La nomenclature binominale
Chaque pays, chaque culture à des milliers de plantes différentes et autant de façon de les nommer. Au 18ième siècle, pour éviter ‘l’effet Babel’ et faire s’entendre les horticulteurs entre eux, le naturaliste suédois Karl von Linné (dit Linnaeus) accorde tout le monde sur une seule langue morte ; le latin.

Binominale signifie ‘deux noms’. Par exemple, Rubis guinosa signifie rose couleur de rouille.
On distingue donc la catégorie (ou le genre) et le nom spécifique.

Parmi les spécimens fameux qui sont évoqués, on peut citer les boutures rares de Manstera Variegata, les bulbes de Tulipes Perroquet Turriformes ou encore les Sabots de Vénus, aussi nommés Chaussons d’Aphrodite.

Les danses florales
La vie des fleurs n’est pas immobile et on découvre que la paix qui émane du végétal est surtout une intensité.
Le Nandina (domestica) – (arbuste à fleur d’extrême Orient) – dégage à certaines périodes une forte et enivrante odeur d’amande et de menthe.

Les Pavots orientaux et le Sauge à feuilles de lavandes (salvia lavandulifolia) ont le même moment annuel de floraison ; selon les conditions extérieures, il y a une sympathie ou une intolérance entre eux.

Les Hémérocalles Minarea d’automne jaunes pâles entament leur longue saison la 2e semaine de juillet.
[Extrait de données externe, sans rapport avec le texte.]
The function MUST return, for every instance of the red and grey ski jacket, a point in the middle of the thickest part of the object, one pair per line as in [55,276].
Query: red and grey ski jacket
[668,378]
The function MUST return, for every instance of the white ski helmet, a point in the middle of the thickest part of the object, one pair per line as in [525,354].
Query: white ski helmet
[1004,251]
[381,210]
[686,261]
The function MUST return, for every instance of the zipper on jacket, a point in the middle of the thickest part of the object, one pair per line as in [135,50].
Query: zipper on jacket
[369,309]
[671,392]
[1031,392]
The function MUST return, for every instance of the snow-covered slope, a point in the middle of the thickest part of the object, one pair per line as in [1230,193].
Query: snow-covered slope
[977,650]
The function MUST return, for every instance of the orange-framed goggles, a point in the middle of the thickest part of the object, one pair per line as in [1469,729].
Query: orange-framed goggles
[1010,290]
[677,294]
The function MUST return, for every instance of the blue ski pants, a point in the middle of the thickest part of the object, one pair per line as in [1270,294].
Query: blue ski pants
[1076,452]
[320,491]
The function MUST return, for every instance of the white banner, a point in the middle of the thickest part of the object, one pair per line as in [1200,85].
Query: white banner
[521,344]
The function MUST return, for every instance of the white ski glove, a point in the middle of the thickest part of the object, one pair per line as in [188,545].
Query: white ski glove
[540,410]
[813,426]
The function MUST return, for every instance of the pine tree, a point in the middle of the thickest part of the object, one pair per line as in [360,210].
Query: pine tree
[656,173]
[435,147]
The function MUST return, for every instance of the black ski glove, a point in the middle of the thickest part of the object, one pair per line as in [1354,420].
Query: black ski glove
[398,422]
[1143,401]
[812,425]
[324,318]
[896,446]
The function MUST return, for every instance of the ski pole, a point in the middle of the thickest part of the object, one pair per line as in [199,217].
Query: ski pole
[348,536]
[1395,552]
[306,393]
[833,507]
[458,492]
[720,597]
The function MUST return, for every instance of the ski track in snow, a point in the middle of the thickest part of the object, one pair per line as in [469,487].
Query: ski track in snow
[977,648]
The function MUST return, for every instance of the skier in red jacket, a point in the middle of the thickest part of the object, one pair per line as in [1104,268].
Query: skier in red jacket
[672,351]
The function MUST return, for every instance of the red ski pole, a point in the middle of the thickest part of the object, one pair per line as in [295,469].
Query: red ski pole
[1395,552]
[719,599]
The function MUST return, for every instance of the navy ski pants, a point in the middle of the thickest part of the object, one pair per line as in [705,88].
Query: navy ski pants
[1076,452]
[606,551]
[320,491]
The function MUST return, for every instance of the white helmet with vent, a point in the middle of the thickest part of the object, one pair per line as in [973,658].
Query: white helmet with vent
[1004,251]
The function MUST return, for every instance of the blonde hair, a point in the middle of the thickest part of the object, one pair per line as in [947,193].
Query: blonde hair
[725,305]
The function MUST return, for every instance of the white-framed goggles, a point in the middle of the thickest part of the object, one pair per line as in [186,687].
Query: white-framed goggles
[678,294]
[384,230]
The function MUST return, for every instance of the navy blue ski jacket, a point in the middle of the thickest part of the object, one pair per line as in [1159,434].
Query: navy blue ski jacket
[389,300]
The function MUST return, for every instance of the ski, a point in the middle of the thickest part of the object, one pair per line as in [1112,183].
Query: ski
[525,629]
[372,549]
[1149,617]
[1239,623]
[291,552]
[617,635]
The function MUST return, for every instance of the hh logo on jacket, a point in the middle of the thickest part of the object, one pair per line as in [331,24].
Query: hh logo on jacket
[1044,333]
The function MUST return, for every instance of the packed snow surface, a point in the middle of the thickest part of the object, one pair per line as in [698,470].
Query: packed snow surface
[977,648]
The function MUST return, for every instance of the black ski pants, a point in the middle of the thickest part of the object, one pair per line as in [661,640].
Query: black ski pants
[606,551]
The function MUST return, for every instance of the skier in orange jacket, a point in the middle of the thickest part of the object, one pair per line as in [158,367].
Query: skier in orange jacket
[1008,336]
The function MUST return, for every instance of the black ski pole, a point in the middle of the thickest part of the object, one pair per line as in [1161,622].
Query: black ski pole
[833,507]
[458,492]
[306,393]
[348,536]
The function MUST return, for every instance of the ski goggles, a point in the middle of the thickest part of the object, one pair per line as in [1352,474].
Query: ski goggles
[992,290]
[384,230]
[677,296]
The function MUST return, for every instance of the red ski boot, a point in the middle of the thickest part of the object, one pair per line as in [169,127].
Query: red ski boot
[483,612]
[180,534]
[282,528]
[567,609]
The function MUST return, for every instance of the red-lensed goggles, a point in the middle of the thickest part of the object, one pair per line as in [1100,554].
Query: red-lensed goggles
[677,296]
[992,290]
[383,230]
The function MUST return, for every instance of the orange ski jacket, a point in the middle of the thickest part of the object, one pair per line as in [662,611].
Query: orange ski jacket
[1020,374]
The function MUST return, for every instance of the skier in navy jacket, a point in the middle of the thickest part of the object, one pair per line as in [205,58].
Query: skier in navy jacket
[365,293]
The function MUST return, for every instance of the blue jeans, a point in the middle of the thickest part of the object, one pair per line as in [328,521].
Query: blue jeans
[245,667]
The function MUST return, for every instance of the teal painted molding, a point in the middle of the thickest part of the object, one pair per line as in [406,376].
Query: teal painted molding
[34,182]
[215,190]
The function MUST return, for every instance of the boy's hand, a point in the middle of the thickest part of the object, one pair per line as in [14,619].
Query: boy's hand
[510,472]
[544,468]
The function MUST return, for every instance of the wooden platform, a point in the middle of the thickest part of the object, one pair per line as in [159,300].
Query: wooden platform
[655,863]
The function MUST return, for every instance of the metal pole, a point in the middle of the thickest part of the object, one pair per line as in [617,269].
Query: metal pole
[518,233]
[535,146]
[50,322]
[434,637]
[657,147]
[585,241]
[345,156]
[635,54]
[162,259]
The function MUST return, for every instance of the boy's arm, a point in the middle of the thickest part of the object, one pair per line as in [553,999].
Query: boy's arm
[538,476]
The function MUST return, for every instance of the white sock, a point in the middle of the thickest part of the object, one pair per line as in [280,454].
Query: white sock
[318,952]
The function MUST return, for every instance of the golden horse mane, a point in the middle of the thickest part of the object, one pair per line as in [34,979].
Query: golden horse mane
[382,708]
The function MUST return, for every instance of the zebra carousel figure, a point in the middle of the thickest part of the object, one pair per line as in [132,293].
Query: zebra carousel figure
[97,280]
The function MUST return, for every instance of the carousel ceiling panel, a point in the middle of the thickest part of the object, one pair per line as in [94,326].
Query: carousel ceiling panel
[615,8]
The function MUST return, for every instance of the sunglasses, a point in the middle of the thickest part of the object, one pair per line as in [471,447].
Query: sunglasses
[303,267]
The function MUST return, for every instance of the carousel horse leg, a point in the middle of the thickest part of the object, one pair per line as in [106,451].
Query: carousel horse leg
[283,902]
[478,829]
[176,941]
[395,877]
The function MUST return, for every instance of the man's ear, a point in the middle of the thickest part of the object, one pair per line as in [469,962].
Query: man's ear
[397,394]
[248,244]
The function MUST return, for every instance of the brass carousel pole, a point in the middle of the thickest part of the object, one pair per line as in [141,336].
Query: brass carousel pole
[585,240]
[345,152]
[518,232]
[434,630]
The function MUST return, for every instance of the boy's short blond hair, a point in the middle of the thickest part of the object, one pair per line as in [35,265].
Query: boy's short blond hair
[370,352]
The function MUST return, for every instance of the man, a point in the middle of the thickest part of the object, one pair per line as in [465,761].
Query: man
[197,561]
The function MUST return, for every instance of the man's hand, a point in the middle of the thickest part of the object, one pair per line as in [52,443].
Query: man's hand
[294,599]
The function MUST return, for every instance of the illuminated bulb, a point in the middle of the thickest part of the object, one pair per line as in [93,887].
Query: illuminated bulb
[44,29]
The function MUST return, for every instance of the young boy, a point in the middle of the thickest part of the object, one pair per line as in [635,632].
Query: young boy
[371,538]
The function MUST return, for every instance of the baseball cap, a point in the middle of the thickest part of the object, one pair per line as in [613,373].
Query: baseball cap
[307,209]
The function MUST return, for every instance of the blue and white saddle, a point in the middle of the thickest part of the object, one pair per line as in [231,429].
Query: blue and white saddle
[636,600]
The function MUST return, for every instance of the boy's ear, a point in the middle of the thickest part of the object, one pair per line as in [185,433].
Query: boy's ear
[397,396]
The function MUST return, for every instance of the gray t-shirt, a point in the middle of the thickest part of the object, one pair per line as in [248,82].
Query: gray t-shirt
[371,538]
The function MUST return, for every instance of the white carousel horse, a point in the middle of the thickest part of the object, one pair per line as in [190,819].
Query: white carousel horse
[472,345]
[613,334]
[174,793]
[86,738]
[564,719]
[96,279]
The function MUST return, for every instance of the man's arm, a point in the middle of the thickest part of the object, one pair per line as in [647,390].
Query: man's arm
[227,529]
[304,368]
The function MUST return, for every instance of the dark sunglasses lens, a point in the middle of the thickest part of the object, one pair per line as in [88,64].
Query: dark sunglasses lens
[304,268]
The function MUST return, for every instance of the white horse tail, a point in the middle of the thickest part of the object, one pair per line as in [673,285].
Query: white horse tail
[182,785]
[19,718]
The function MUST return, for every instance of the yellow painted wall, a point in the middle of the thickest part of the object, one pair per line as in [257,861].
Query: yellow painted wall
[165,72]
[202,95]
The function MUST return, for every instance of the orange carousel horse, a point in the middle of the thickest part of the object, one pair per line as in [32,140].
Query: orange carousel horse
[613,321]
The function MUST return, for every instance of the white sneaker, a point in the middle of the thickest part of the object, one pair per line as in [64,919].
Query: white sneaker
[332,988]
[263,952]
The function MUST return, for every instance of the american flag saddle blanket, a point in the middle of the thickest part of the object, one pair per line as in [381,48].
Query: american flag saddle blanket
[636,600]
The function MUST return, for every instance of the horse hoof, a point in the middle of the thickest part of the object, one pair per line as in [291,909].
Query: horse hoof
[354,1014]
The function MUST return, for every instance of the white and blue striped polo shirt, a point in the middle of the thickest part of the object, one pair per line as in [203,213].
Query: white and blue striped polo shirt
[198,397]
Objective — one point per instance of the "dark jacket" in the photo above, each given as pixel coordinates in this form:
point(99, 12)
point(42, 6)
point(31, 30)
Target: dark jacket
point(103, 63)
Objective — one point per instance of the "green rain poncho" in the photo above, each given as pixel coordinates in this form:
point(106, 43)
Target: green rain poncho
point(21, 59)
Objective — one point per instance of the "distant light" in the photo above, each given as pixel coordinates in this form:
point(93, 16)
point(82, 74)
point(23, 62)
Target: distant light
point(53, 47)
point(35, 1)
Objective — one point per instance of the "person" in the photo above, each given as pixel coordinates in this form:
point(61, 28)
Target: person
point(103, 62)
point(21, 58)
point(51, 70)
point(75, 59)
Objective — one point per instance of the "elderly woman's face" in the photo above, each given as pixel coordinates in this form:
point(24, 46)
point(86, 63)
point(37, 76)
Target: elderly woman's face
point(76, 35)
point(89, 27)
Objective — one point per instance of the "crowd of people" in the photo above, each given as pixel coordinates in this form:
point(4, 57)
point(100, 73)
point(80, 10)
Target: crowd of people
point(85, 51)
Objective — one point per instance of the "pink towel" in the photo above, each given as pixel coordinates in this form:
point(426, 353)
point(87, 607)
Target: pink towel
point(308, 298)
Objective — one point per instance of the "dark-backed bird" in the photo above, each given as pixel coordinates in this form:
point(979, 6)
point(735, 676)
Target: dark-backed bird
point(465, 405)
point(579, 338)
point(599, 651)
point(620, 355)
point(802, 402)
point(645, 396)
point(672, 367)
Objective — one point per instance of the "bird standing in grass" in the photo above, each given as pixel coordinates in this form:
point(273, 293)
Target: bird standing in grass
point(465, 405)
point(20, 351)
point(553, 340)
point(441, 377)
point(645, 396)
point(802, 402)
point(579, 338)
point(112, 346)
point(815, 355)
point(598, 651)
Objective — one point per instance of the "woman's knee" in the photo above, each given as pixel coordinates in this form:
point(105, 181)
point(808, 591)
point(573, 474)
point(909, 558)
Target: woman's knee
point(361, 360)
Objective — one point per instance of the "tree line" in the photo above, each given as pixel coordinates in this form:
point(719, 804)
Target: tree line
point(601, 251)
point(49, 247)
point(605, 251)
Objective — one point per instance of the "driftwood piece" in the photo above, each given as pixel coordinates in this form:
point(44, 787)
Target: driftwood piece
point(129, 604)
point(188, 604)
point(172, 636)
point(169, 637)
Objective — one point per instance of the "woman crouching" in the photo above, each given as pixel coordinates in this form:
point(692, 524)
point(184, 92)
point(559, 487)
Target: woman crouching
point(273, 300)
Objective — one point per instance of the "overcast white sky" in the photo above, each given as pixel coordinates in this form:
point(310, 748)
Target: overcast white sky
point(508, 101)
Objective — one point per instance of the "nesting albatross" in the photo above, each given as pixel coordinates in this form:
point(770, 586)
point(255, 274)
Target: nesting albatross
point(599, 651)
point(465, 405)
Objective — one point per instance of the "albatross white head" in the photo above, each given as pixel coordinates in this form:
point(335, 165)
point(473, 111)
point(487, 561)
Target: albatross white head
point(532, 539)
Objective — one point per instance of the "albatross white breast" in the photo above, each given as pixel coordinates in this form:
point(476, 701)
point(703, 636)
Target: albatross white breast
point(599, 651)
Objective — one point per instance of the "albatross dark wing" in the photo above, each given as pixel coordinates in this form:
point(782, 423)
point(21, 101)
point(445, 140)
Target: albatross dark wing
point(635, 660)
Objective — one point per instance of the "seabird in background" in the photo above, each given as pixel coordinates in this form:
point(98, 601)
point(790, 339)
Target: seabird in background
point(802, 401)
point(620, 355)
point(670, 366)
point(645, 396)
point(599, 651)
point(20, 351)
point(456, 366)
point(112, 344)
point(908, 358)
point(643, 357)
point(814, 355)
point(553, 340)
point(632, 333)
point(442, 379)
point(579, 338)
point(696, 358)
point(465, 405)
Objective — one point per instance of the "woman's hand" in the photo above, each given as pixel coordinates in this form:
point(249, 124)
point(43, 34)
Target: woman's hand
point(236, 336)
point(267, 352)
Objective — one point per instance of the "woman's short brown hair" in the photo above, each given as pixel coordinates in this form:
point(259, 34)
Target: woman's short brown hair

Un foisonnement de Cosmos Sunset arrive une semaine après et fait de l’ombre au première avec ses pétales safranés éclatant.
Juste avant le plein été, la palette des couleurs explose ; les Aster Vivaces s’ouvrent en une seule nuit et exhibent leur fleurs violettes et roses, pendant 38 heures, leur éclat illumine le jardin.

Autre preuve du silence retentissant des fleurs, les guerres muettes mais intenses qu’il faut parfois mener contre les envahisseurs.
Lorsque les bourgeons de Chèvrefeuilles Grimpants sont attaqués par des pucerons, la réaction de Narvel Roth prend des allures riposte militaire : Huile de nine, huile de calanja et savon pur deviennent des armes de destruction massive.

Malgré quelques moments d’éclats, Master Gardener demeure un hymne à la paix – fait d’ancrage, de silence et de fixité – dans un monde mécanique où comportements et idéologies extrêmes prévalent souvent.

Finalement, la réflexion finale de Narvel est le meilleur résumé de l’oeuvre :
Un jardin bien entretenu est un plaisir visuel. Où s’étallait le chaos disgracieux d’une végétation enchevêtrée, se dresse ce qui aurait toujours du être là, au lieu de ce qui ne devait pas y être.

Le jardinage est la manipulation du monde naturel, l’aménagement subtil du désordre :

La création de l’harmonie à l’endroit exact où elle est nécessaire.